Sereno, P., Tan L., Brusatte, S. L., Kriegstein, H. J., Zhao X.-J., Cloward, K. 2009. Tyrannosaurid skeletal design first evolved at small body size. Science, in press — DOI: 10.1126/science.1177428
Sensationally, this new taxon is a small, and yet maturely-developed member of the dinosaur group that includes Tyrannosaurus. It features long legs, a long head, protportionately small vertebrae and a short spine, and yet has tiny arms. Representatives of the origin of the tyrannosaurs include other recent discoveries, such as Dilong, which apparenly had longer arms and a relatively shorter skull for its size. The paper is thoughrough in describing the juicy bits: Skeletal anatomy, proportions of the arms, etc. A large deal is spent attempting to compare it to some of the other recently discovered early tyrannosaurs like Xiongguanlong, Guanglong, and the aforementioned Dilong. For the most part, it seems relatively distinct. However, it is never adequately compared to Dilong, which according to the authors is from the same formation Raptorex is. This “according” is unfortunately due to an unfortunate circumstance in Raptorex‘s early history:
It was uncovered by a local prospector, and then sold to a private collector. That collector contacted Sereno, and we now have this fossil, in a museum, and available. The problem is is that we don’t actually know WHERE this fossil comes from. It may derived from the Yixian Formation, in the basal Cretaceous Jehol Group, where produced other fantastic discoveries like Caudipteryx, Sinosauropteryx, and the weird “quilled” Psittacosaurus, as well as possible congener Dilong. Problematically, it’s just a “may.”
Raptorex, however, possesses some features that have been attributed to another tyrannosaur taxon, Shanshanosaurus, as being juvenile in nature:
- The skull is inordinately large for the body, especially with a cranium as long as the pelvis.

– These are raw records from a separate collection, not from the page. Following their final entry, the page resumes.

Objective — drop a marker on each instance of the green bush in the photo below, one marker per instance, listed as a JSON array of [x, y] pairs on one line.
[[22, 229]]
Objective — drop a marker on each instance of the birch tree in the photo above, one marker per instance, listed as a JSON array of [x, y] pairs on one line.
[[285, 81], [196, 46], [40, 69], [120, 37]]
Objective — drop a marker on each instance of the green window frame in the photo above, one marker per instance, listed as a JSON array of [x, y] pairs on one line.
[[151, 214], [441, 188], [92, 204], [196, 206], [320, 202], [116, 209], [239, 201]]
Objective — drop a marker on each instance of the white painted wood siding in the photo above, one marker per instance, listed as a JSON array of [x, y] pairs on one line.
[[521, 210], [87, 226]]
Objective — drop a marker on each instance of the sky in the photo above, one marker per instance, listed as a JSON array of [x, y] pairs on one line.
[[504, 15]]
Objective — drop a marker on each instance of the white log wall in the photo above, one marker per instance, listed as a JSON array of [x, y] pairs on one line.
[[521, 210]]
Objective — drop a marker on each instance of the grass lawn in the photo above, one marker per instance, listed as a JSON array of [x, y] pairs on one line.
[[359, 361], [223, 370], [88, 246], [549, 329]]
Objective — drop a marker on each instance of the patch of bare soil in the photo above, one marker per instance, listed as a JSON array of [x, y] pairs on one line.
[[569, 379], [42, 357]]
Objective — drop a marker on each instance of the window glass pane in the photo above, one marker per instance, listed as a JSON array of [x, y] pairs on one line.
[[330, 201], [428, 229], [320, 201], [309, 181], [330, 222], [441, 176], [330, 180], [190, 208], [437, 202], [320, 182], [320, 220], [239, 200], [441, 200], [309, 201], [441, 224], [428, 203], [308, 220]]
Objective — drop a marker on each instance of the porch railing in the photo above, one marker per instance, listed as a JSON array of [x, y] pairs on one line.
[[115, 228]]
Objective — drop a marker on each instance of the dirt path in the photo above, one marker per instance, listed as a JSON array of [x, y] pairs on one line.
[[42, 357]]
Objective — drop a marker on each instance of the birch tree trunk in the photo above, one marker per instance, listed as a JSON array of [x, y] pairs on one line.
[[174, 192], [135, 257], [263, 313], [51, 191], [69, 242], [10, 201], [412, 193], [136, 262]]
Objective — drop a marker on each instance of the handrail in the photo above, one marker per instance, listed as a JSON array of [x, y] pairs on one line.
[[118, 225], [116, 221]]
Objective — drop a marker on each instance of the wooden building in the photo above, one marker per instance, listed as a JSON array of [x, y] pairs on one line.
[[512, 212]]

- The orbit of the skull is very large, very rounded in aspect, and over 20% the length of the skull as a whole.
- The preorbital region of the skull makes up under 75% of the skull length, and the teeth are concordantly large for the animal’s size.
- Cervical vertebrae show incompletely fused neurocentral sutures in the dorsal series, as in Shanshanosaurus.
- In assessing rough development by studying a histological section of a long bone, the authors found two LAGs, while proposing several lose LAGs and unknown cortical ones were present. Without this information the proposed age may only have been 2 years, rather than the projected “subadult” age of 6 the authors apply to it.
These issues point out that Sereno et al may be too hasty in ascribing Raptorex 1. to the basal Lujiatun Member of the Yixian Formation (from whence Dilong comes from) and 2. That it is a subadult of relative maturity, despite showing hallmarks of immature status.